The AI "Bubble" Needs to Accelerate

Why the AI infrastructure buildout isn't a bubble: it's the early industrialization of cognition.

Pietro Sette
Margarita Groisman
22 min read
AI infrastructure data center with 'For Lease' sign - representing the AI bubble debate

Every time a technology chart goes vertical, the bubble chorus starts singing. It happened with the railroads in the 1880s. It happened with the internet in the late 1990s. And now it is happening with Generative AI.

The narrative is seductive: too much money chasing too few ideas, a collapse is inevitable.

But the underlying data tells a far more complex story. When you look at who is building, how it is being funded, and what the capacity is actually being used for, the AI buildout is not necessarily a bubble.

It is true that there may be some over-exuberance, some misallocated resources, and misplaced bets, as there is in every growth market. However, there continues to be a supply-side crunch driven by the ever changing needs of AI (hint - changing cooling needs and new generations coming out every 6-months).

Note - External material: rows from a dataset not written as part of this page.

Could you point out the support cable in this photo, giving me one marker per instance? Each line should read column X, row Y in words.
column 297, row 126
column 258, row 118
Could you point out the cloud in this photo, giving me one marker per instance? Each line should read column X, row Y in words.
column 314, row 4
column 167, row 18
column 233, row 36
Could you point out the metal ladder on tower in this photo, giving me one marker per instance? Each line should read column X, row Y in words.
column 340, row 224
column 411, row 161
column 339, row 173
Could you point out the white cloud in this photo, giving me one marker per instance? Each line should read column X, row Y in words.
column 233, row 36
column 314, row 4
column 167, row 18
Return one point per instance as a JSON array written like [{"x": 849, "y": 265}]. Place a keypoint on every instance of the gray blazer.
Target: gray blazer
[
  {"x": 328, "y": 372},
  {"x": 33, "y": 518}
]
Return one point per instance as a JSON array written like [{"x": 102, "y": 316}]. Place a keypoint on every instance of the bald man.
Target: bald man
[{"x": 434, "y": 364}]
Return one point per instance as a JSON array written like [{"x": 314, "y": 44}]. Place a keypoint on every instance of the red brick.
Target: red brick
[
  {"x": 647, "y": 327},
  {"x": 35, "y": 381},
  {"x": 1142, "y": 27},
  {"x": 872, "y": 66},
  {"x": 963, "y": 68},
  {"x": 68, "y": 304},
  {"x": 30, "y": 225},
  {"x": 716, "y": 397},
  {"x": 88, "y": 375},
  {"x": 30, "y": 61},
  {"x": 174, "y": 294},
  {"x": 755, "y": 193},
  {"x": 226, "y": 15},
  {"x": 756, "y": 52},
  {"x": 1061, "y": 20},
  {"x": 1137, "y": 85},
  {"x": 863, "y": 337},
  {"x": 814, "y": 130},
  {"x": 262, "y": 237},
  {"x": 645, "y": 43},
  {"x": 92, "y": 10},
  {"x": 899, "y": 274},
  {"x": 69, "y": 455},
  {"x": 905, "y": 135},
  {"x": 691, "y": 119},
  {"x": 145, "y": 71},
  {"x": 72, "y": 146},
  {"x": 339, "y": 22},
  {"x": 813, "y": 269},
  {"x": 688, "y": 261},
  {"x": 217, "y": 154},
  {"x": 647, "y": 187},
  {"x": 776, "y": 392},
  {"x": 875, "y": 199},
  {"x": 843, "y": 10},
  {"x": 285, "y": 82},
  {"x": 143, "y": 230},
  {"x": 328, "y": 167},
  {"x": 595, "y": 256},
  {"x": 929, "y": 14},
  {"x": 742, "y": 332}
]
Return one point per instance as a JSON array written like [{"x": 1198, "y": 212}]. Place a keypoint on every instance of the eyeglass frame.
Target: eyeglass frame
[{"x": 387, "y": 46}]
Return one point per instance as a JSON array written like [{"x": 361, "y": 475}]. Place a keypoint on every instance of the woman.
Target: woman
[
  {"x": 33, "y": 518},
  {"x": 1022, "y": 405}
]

We are not burying fiber in the ground and hoping someone invents Netflix later.

Across the GPU-dense environments we monitor at Aravolta, the story is the same: new clusters are saturated, power is scarce, and operators are racing to stand up capacity, not tear it down.

This is not another tech boom. It is the early industrialization of cognition: a capital intensive, energy constrained expansion that lowers the marginal cost of reasoning itself. Wall street analysts have no clue how to price in how true machine intelligence can reshape our economy quite yet.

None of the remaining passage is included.